ASSOCIAZIONE GULLIVER


“Cinema e televisione” è il tema affrontato dall’Associazione Gulliver nell’ormai tradizionale appuntamento annuale al Residence Ripetta di Roma. Confronto aperto tra registi, dirigenti Rai, esponenti del governo, produttori, rappresentanti delle forze politiche e critici sullo stato di salute della nostra cinematografia. In particolare l’interrogativo di fondo al quale il convegno prova a rispondere è quanto questa cinematografia sia sostenuta e aiutata, o condizionata dai palinsesti televisivi pubblici e privati.

Una legge disattesa
Applicare la lettera e lo spirito della legge 122 – chiede Francesco Maselli – in particolare il disatteso articolo 2 che riguarda sia le quote riservate alle produzioni europee nella programmazione televisiva, che quella parte degli introiti annui derivanti dalla pubblicità destinata alla produzione e all’acquisto di produzioni europee. Anzi Maselli propone l’allargamento della 122 alle tv a pagamento.

L’arbitro che non c’è
L’Autorità per le Garanzie nelle Comunicazioni dovrebbe – secondo l’ex presidente della Rai Roberto Zaccaria – certificare l’applicazione della legge 122, ma non lo fa. E così accade per gli affollamenti pubblicitari, le telepromozioni, il pluralismo politico e il funzionamento dell’Auditel.

Domande senza risposta
Carmelo Rocca, segretario generale del ministero per i Beni e le attività culturali, sottolinea come il “sistema cinema” in Italia non esista più. C’è un esercizio cinematografico per il nostro cinema? Chi è il proprietario dei grandi circuiti commerciali? Che fine ha fatto la programmazione obbligatoria? Perché i produttori non si assumono fino in fondo i rischi del mestiere?

Meno Stato?
Negli ultimi 5 anni il nostro cinema ha vissuto un periodo felice – spiega Angelo Guglielmi – un cinema non intimista ma attento ai sentimenti delle persone caricati del senso del mondo. I nostri registi sono stati coltivati, promossi e finanziati. Ora si sostiene che lo Stato ha investito troppo e le immediate conseguenze sono il ridimensionamento dei progetti, mentre le commissioni, bloccate, sono sommerse da richieste.

Raicinema alla prova
Raicinema produce oggi soprattutto film televisivi, familiari, popolari, mentre rimane in esilio il cinema d’autore, di qualità.

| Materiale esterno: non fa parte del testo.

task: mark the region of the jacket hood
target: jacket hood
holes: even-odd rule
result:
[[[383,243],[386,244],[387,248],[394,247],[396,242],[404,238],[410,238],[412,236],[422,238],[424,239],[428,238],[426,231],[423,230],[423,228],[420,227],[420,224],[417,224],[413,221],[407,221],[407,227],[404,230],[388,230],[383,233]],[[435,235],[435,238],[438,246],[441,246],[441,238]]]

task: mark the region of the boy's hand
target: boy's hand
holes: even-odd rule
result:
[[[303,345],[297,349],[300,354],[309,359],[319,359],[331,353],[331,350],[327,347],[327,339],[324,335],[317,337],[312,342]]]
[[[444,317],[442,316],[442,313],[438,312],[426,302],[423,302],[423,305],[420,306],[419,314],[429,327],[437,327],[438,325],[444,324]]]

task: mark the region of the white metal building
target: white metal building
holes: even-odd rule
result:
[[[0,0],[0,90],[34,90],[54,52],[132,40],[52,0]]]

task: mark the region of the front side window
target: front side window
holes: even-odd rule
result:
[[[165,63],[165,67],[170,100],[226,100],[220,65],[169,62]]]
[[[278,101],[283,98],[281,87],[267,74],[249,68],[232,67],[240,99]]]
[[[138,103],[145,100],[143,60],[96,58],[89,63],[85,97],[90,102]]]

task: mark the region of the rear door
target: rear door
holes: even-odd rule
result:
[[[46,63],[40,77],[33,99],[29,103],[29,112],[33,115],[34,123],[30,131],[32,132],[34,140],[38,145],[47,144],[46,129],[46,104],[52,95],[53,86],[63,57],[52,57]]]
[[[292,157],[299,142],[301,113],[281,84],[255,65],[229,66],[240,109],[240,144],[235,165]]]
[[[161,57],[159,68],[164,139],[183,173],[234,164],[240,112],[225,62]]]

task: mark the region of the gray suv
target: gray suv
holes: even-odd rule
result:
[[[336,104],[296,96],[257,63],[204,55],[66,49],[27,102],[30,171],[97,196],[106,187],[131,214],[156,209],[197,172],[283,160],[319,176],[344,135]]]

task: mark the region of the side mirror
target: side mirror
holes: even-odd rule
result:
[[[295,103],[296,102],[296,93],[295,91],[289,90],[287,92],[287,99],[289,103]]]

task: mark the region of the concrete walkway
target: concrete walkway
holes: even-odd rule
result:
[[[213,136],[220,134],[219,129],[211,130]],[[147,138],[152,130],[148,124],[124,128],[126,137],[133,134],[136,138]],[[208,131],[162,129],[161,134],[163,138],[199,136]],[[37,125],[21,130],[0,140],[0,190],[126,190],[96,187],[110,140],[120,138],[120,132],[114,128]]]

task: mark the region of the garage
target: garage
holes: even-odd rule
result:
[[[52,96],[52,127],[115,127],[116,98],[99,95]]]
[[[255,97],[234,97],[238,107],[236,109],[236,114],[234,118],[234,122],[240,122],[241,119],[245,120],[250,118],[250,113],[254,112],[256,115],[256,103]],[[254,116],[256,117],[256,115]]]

Occorre allora, per Guglielmi, un intervento correttivo che trasformi Raicinema, sulla falsariga di Medusa, in una struttura autonoma. Pronta la replica di Carlo Macchitella, direttore generale di Raicinema: “E’ forse cinema familistico L’ora di religione, da noi prodotto?” E sempre Macchitella sintetizza la strategia produttiva con una frase di Luigi Chiarini: “Il film è un’opera d’arte, il cinema è un’industria”. Non ha senso la separazione tra cinema di qualità e cinema di mercato, il cinema è un ‘unicum’ e ragionare con logiche industriali non vuol dire uccidere l’autorialità.

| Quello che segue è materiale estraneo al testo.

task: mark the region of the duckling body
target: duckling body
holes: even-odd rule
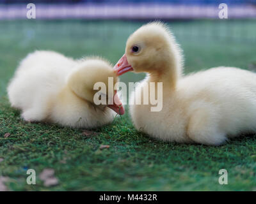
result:
[[[145,25],[128,39],[125,54],[114,69],[117,73],[127,68],[148,73],[131,100],[136,129],[164,141],[213,145],[241,133],[256,132],[256,74],[218,67],[184,76],[182,57],[179,45],[162,24]],[[163,83],[159,112],[152,112],[150,104],[136,105],[138,96],[143,99],[147,95],[143,88],[150,82]]]
[[[132,98],[143,98],[141,87],[150,81],[141,82]],[[175,91],[166,85],[160,112],[131,99],[130,113],[138,131],[164,141],[216,145],[256,131],[256,74],[220,67],[180,78]]]
[[[100,73],[95,73],[97,69]],[[9,99],[27,121],[100,126],[113,121],[116,114],[106,106],[93,104],[93,84],[86,83],[92,84],[97,75],[99,82],[108,76],[117,80],[112,72],[109,63],[100,59],[74,60],[52,51],[36,51],[17,68],[8,87]]]

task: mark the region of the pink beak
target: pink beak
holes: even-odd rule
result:
[[[118,76],[122,75],[127,71],[133,71],[133,68],[128,63],[125,54],[119,59],[113,69]]]
[[[122,104],[120,99],[116,93],[116,91],[115,91],[114,98],[113,98],[113,104],[108,105],[108,107],[111,108],[116,113],[119,115],[124,115],[125,113],[124,108]]]

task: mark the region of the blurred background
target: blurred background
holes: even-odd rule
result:
[[[29,3],[35,18],[28,17]],[[228,18],[220,18],[221,3]],[[97,55],[114,64],[127,37],[154,20],[168,24],[180,43],[186,73],[219,66],[256,69],[256,0],[0,0],[0,96],[29,52]],[[121,80],[143,77],[129,73]]]

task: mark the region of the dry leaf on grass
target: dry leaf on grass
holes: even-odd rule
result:
[[[0,191],[8,191],[8,189],[5,186],[4,182],[9,180],[8,177],[0,177]]]
[[[101,145],[100,147],[100,149],[109,149],[109,145]]]
[[[99,133],[97,132],[93,132],[93,131],[90,131],[89,130],[84,130],[83,132],[82,133],[83,135],[84,135],[86,137],[92,137],[94,136],[97,136]]]
[[[44,181],[44,186],[49,187],[56,186],[59,181],[54,176],[54,170],[52,168],[45,168],[39,175],[39,178]]]
[[[11,133],[5,133],[4,134],[4,137],[5,138],[7,138],[9,136],[10,136],[11,135]]]

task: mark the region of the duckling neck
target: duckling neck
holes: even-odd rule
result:
[[[168,87],[175,90],[178,80],[181,73],[175,64],[168,63],[168,66],[156,68],[156,70],[161,70],[149,73],[149,82],[163,82],[163,87]]]

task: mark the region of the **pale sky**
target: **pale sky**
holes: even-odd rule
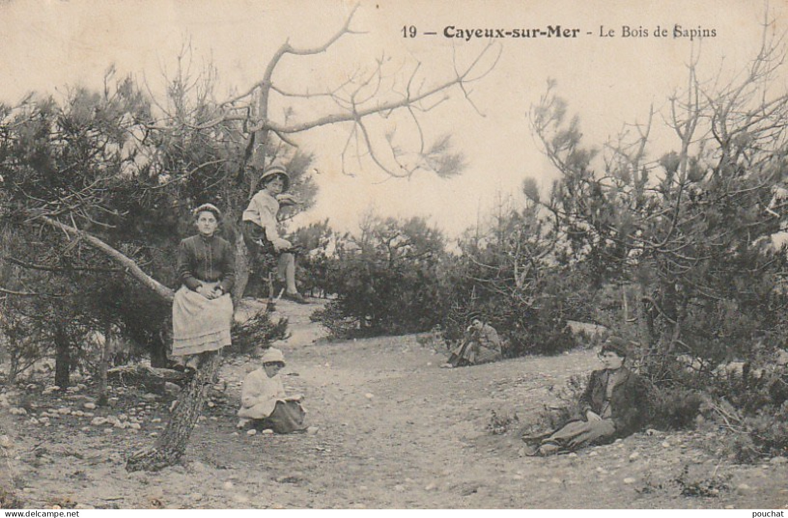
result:
[[[0,100],[13,102],[27,91],[54,92],[66,85],[98,87],[114,64],[160,87],[162,71],[172,71],[185,39],[191,39],[195,67],[212,60],[219,72],[219,96],[243,91],[262,76],[268,60],[289,38],[296,46],[322,43],[343,24],[355,2],[336,0],[50,0],[0,2]],[[370,207],[383,215],[425,216],[449,234],[473,225],[500,196],[519,199],[523,179],[542,185],[556,177],[539,153],[528,120],[530,107],[544,94],[548,78],[580,114],[584,134],[597,145],[625,122],[643,122],[649,107],[667,106],[667,98],[686,82],[689,38],[674,38],[676,24],[714,29],[701,43],[703,70],[725,73],[741,68],[758,48],[764,3],[760,0],[542,1],[362,0],[351,28],[364,34],[343,38],[316,57],[290,57],[274,80],[291,90],[315,91],[336,84],[357,68],[385,56],[403,70],[421,63],[426,84],[449,77],[452,55],[472,59],[485,39],[466,42],[444,36],[444,28],[578,28],[574,39],[539,37],[496,40],[502,49],[496,68],[473,85],[478,113],[455,97],[425,114],[425,131],[451,132],[468,168],[444,180],[427,173],[411,179],[385,179],[370,168],[340,171],[347,135],[341,127],[296,137],[315,154],[321,190],[314,209],[302,221],[330,218],[352,228]],[[769,6],[778,30],[788,28],[788,3]],[[403,27],[418,35],[403,38]],[[647,31],[648,37],[621,36],[622,28]],[[655,38],[657,25],[667,37]],[[612,29],[615,35],[600,37]],[[435,35],[424,35],[433,31]],[[591,35],[588,35],[591,32]],[[284,65],[284,64],[283,64]],[[298,112],[296,116],[309,113]],[[657,119],[657,124],[661,120]],[[392,124],[392,123],[389,123]],[[414,131],[398,126],[403,137]],[[666,140],[666,142],[667,142]],[[352,164],[350,164],[353,169]]]

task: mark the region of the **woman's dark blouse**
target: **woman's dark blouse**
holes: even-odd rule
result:
[[[221,238],[192,235],[178,247],[178,279],[195,291],[201,281],[219,281],[225,293],[232,289],[236,280],[236,254],[232,246]]]

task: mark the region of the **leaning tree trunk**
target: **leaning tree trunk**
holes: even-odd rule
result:
[[[156,472],[178,462],[186,451],[189,438],[208,390],[214,383],[221,365],[221,353],[209,352],[200,355],[197,372],[191,382],[180,391],[178,402],[164,433],[152,448],[134,453],[126,461],[126,470]]]

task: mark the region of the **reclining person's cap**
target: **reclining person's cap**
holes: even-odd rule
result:
[[[262,176],[260,176],[260,183],[265,185],[276,176],[281,176],[282,182],[284,183],[283,191],[287,191],[288,187],[290,187],[290,175],[288,174],[287,170],[281,165],[272,165],[263,171]]]
[[[269,347],[260,357],[260,361],[263,364],[281,362],[284,363],[284,355],[275,347]]]
[[[602,344],[602,350],[612,351],[622,358],[626,357],[628,353],[627,349],[629,349],[629,342],[620,336],[615,336],[615,335],[608,337],[608,339]]]

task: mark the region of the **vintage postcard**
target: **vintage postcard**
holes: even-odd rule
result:
[[[785,509],[786,31],[0,0],[0,508]]]

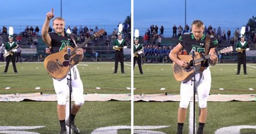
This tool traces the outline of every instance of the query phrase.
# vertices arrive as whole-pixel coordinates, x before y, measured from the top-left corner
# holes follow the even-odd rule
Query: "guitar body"
[[[195,60],[201,57],[201,54],[198,52],[195,52]],[[177,56],[177,57],[180,60],[187,63],[189,64],[190,67],[187,68],[184,68],[178,65],[175,62],[173,62],[172,67],[174,78],[178,81],[187,82],[191,80],[194,72],[192,57],[191,55],[179,55]],[[195,63],[196,72],[203,71],[204,70],[204,68],[201,66],[201,62]]]
[[[53,78],[58,80],[64,79],[69,71],[69,58],[67,55],[67,48],[70,48],[71,54],[71,67],[77,64],[82,58],[75,52],[75,49],[70,46],[64,48],[61,51],[48,55],[44,61],[44,68]]]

Il monopolio di “Pinocchio”
Per il nostro cinema i grandi sbarramenti non sono tanto a livello produttivo, quanto a livello di esercizio e distributivo, afferma Zaccaria. Così la normativa antitrust nel settore cinema rimane lettera morta e viene meno il diritto al pluralismo, cioè ad avere un prodotto cinematografico diverso e articolato. Quando un film come Pinocchio viene distribuito in 900 copie, è evidente che non c’è spazio per l’altro cinema.